Di usia yang masih belum genap 20 tahun, Diponegoro mulai mempelajari berbagai cabang keilmuan. Dalam bidang fiqh, dia mempelajari Taqrib karya Abu Syuja’ al-Isfahani, Muharrar-nya Imam Ar-Rafi’i (w. 623 H/1226 M) dan Lubab al-Fiqh karya al-Mahamili (w. 415 H/1024 M). Di bidang politik, dia menggunakan kitab Taj al-Salatin dan Sirat al-Salatin. Karena terkesan dengan dua kitab ini, ia kemudian merekomendasikannya kepada adiknya, calon Sultan Hamengkubuwono IV, manakala sedang ditempa secara intelektual di keraton. Selain itu, Diponegoro mulai menyukai tasawuf dengan mengagumi kitab Topah alias al-Tuhfat al-Mursalah ila Ruh an-Nabi karya Muhammad bin Fadlullah al-Burhanpuri.
Di samping mempelajari kitab-kitab di atas, pangeran juga mempelajari etika seorang negarawan dan ketatanegaraan yang diadopsi dari karya klasik Arab dan Persia seperti At-Tibr al-Masbuk fi Nashihat al-Muluk karya Imam al-Ghazali, dan Fatah al-Muluk, serta berbagai kitab adaptasi karya klasik seperti Serat Rama, Bhoma Kawya, Arjuna Wijaya, dan Arjuna Wiwaha. Selain itu, teks lain yang diajarkan kepada sang pangeran adalah Joyo Lengkoro Wulang yang salinannya pernah ditemukan di markas besar pasukannya di Goa Selarong pada Oktober 1825. Naskah berbahasa Jawa ini menjelaskan aspek-aspek kenegarawanan dalam bentuk kisah seorang pangeran muda yang berkelana (lelono) ke seluruh Jawa dan berjumpa dengan banyak guru sekuler, guru agama, dan guru mistik. Menurut Peter Carey, ini adalah teks yang memiliki daya tarik universal di antara elit keraton, yang menjadi lambang cita-cita pendidikan ideal bagi para kesatria muda.
Dalam Babad Diponegoro, otobiografi yang ditulis oleh sang pangeran, dirinya menceritakan bahwa pada usia 20 tahun, ia melakukan perjalanan lelana dari masjid ke masjid, dan dari perguruan ke perguruan di kawasan Yogyakarta. Maksud utama rangkaian kunjungannya adalah menyempurnakan pendidikan agama serta menemukan guru-guru yang layak menjadi pembimbing spiritualnya.
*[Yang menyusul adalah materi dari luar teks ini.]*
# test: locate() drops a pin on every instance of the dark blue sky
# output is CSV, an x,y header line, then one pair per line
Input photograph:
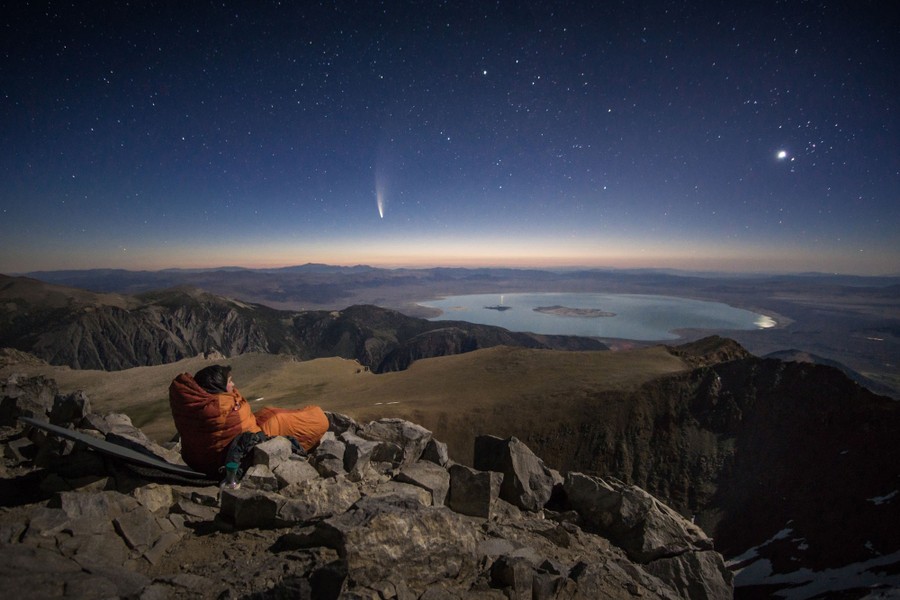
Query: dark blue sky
x,y
718,135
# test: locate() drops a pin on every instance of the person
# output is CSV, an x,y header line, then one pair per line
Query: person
x,y
210,413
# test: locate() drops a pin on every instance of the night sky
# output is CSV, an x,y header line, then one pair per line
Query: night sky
x,y
736,136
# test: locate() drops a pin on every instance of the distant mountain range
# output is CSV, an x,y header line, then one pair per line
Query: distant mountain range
x,y
793,467
850,320
87,330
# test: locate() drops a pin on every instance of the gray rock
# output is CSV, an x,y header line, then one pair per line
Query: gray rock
x,y
632,519
409,437
698,575
260,477
436,452
294,471
272,452
70,409
154,496
301,502
397,492
357,454
527,483
473,492
339,423
432,544
26,397
328,456
138,528
428,476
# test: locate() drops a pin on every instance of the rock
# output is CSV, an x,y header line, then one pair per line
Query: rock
x,y
272,452
402,493
294,471
374,538
632,519
70,409
527,483
154,497
357,454
473,492
316,531
260,477
428,476
26,397
700,575
338,423
436,452
409,437
328,456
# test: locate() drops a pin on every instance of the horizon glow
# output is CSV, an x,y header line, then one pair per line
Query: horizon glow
x,y
541,138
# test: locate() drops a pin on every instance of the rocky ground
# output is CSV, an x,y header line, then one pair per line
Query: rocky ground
x,y
378,510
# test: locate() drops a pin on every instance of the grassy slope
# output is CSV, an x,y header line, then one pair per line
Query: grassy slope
x,y
501,391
Untuk mendukung langkahnya ini, dirinya menyandang nama baru, yaitu Abdurrahim, yang ia pakai manakala berkelana. Ia juga memotong rambut panjangnya (yang menjadi adat bangsawan saat itu), meninggalkan baju kebangsawanannya yang halus dan berbatik tulis dan menggantinya dengan baju putih tanpa kancing tak berkerah, sarung kasar, serta memakai sorban yang merupakan identitas santri pada saat itu.
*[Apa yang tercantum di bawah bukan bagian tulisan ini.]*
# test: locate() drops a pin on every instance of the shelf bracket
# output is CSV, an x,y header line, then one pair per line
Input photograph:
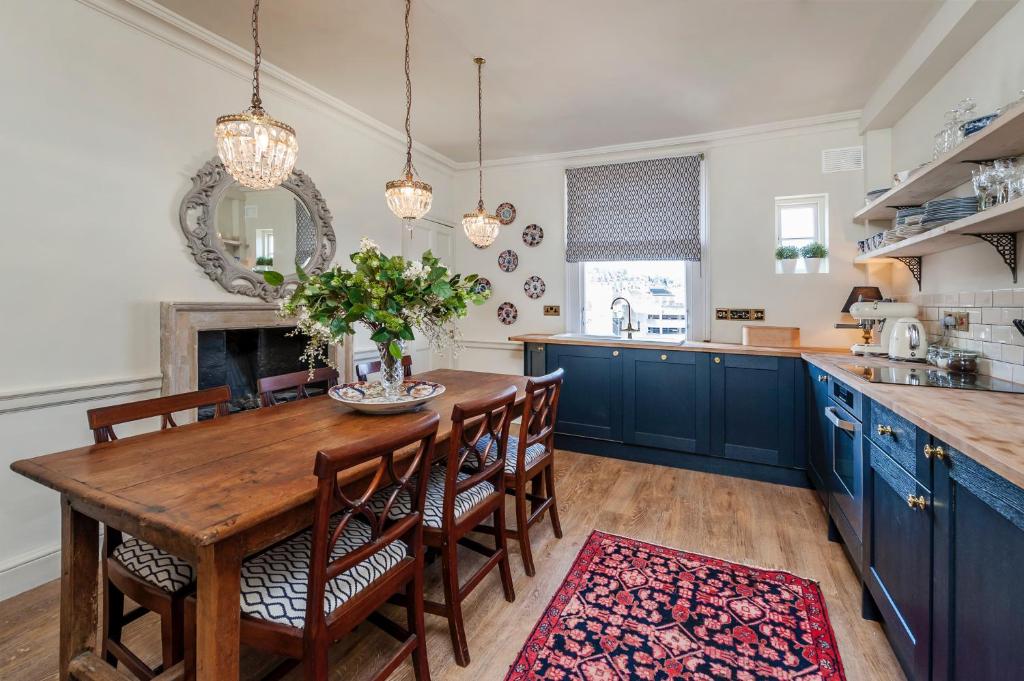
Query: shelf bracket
x,y
1006,246
912,263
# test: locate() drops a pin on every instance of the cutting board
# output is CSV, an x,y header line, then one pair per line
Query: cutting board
x,y
772,336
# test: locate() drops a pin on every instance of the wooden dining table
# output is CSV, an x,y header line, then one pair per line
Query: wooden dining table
x,y
212,493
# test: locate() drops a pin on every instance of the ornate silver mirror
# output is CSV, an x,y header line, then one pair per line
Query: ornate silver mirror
x,y
237,233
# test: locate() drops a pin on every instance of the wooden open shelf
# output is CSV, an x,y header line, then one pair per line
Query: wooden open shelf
x,y
1004,137
1006,218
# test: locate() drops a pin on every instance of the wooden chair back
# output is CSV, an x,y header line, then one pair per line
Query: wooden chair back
x,y
102,419
488,417
298,381
365,369
539,413
333,503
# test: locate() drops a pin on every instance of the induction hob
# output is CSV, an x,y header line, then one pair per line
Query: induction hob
x,y
924,375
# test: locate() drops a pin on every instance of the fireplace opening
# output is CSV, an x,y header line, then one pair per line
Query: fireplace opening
x,y
239,357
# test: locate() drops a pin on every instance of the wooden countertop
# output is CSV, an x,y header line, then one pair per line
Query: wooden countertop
x,y
725,348
986,426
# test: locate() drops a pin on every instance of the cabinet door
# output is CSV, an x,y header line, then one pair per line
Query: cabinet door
x,y
818,453
979,550
591,400
753,409
898,555
665,400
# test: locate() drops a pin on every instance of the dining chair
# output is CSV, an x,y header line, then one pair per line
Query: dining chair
x,y
305,593
365,369
529,459
458,502
156,580
297,381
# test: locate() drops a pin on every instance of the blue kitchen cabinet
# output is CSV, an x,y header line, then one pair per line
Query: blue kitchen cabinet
x,y
591,401
665,399
979,550
754,415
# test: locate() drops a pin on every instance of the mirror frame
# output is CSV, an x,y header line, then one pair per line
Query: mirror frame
x,y
197,215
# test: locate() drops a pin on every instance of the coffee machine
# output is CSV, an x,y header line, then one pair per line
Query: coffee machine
x,y
900,335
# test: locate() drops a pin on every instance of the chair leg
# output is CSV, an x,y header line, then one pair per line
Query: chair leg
x,y
113,620
502,544
549,477
450,570
522,530
414,610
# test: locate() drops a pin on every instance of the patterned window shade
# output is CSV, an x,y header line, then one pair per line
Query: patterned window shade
x,y
643,210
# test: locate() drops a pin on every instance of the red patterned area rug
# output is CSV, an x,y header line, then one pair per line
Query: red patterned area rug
x,y
634,610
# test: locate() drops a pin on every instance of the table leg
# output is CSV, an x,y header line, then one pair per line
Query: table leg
x,y
217,612
79,575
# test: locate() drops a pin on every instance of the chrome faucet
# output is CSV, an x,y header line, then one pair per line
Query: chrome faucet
x,y
629,316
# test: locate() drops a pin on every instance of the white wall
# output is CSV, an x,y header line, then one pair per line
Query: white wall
x,y
745,171
992,73
104,119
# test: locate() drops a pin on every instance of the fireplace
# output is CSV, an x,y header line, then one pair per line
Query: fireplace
x,y
209,344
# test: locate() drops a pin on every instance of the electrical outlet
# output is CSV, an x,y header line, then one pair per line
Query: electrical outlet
x,y
956,321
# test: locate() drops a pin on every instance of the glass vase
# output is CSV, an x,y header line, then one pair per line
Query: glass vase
x,y
392,373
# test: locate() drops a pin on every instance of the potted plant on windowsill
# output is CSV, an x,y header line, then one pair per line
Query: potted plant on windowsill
x,y
814,254
786,256
388,295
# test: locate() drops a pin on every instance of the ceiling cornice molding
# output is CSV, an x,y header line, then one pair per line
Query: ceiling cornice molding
x,y
157,22
695,142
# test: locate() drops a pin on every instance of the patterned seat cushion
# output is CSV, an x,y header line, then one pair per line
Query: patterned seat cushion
x,y
435,498
155,565
274,583
534,452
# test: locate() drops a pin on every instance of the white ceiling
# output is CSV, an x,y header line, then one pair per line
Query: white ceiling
x,y
565,75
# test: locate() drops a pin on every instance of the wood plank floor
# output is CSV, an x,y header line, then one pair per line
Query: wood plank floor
x,y
756,523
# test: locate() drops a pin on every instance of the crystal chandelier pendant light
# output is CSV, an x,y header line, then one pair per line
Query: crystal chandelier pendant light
x,y
480,226
255,149
409,198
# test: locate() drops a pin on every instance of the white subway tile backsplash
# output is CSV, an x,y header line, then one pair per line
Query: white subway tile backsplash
x,y
1003,298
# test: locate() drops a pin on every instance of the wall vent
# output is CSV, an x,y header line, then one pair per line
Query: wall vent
x,y
842,159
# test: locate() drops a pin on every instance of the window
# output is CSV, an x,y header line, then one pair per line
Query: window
x,y
655,290
801,220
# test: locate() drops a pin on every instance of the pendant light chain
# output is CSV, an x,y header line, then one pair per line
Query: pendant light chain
x,y
409,97
479,127
257,107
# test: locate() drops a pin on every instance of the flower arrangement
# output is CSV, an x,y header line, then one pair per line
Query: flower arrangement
x,y
388,295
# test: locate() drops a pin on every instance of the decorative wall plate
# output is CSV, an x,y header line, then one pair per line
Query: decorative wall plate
x,y
532,235
505,213
535,287
481,284
508,260
507,313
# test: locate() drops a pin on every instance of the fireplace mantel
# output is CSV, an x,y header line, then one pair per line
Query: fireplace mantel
x,y
181,322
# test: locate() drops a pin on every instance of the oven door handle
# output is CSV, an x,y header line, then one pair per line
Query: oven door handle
x,y
833,416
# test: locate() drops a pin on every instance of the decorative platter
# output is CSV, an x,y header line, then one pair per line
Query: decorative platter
x,y
532,235
368,396
481,285
505,213
508,260
507,313
534,288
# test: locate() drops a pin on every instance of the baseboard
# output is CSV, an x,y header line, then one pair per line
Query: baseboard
x,y
30,570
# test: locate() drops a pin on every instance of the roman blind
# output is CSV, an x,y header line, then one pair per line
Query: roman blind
x,y
642,210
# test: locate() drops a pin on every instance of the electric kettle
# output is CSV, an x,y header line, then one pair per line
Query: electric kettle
x,y
907,340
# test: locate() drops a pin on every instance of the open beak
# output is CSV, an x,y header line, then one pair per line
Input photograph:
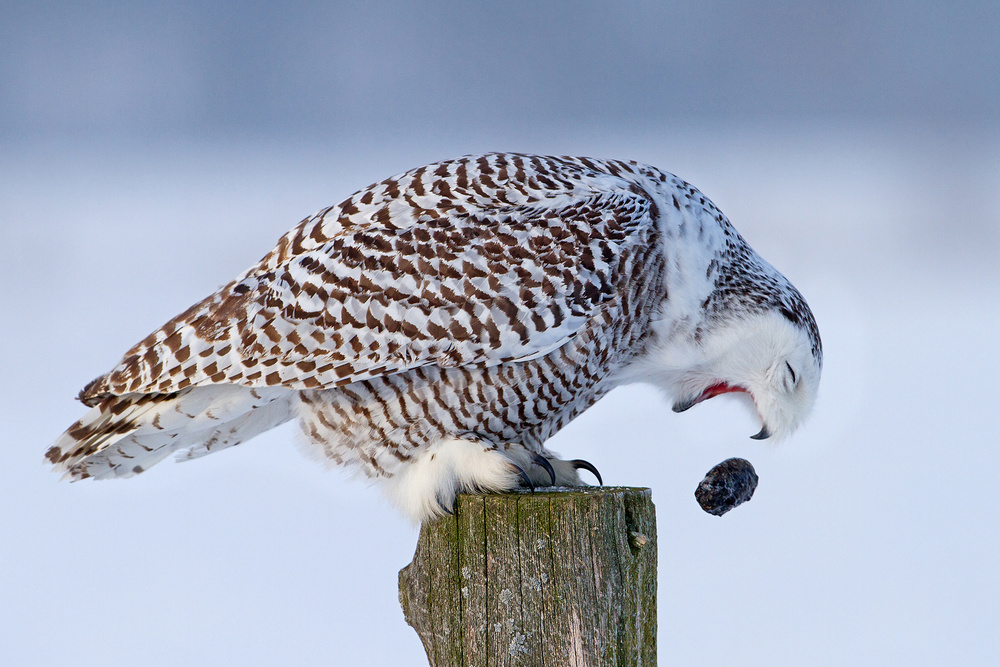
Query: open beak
x,y
716,390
Sejak itu mulailah ia menjadi santri pengembara selama beberapa bulan dengan mengunjungi perguruan, masjid, dan pesantren serta merasakan denyut nadi kehidupan para santri di dalamnya. Di antara pesantren yang dia kunjungi, antara lain, Gading, Grojogan, Sewon, Wonokromo, Jejeran, Turi, Pulo Kadang, dan kedua pathok nagari, Kasongan dan Dongkelan, semuanya terletak di arah selatan Yogyakarta.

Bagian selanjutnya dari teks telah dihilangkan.